I have the following table as a RDD:
Key Value
1 y
1 y
1 y
1 n
1 n
2 y
2 n
2 n
I want to remove all the duplicates from Value
.
Output should come like this:
Key Value
1 y
1 n
2 y
2 n
While working in pyspark, output should come as list of key-value pairs like this:
[(u'1',u'n'),(u'2',u'n')]
I don't know how to apply for
loop here. In a normal Python program it would have been very easy.
I wonder if there is some function in pyspark
for the same.
I am afraid I have no knowledge about python, so all the references and code I provide in this answer are relative to java. However, it should not be very difficult to translate it into python code.
You should take a look to the following webpage. It redirects to Spark's official web page, which provides a list of all the transformations and actions supported by Spark.
If I am not mistaken, the best approach (in your case) would be to use the distinct()
transformation, which returns a new dataset that contains the distinct elements of the source dataset (taken from link).

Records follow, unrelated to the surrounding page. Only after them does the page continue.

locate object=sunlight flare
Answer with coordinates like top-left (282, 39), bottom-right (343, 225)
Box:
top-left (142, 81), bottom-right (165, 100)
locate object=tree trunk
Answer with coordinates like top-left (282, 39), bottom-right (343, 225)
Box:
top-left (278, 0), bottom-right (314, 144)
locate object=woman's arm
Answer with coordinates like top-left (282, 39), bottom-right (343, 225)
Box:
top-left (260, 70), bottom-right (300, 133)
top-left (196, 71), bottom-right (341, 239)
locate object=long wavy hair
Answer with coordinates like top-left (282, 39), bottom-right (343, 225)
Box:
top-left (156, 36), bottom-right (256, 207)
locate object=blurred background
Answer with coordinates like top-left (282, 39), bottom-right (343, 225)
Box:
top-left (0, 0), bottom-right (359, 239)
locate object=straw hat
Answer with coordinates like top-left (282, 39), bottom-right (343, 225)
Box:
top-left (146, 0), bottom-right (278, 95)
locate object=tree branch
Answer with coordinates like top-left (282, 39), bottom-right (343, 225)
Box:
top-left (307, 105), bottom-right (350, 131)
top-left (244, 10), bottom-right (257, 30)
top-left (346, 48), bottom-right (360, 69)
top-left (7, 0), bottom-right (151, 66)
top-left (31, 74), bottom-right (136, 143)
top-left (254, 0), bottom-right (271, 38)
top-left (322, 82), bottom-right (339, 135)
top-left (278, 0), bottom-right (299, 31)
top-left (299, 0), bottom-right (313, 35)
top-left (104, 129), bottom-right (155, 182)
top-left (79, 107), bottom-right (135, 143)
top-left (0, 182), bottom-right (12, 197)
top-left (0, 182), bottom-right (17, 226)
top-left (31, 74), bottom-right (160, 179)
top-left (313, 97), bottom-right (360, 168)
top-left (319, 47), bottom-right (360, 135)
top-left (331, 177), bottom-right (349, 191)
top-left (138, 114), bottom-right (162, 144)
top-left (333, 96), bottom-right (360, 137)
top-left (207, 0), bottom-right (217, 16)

In java, it would be something like:
JavaPairRDD<Integer,String> myDataSet = //already obtained somewhere else
JavaPairRDD<Integer,String> distinctSet = myDataSet.distinct();
So that, for example:
Partition 1:
1-y | 1-y | 1-y | 2-y
2-y | 2-n | 1-n | 1-n
Partition 2:
2-g | 1-y | 2-y | 2-n
1-y | 2-n | 1-n | 1-n
Would get converted to:
Partition 1:
1-y | 2-y
1-n | 2-n
Partition 2:
1-y | 2-g | 2-y
1-n | 2-n |
Of course, you still would have multiple RDD dataSets each wich a list of distinct elements.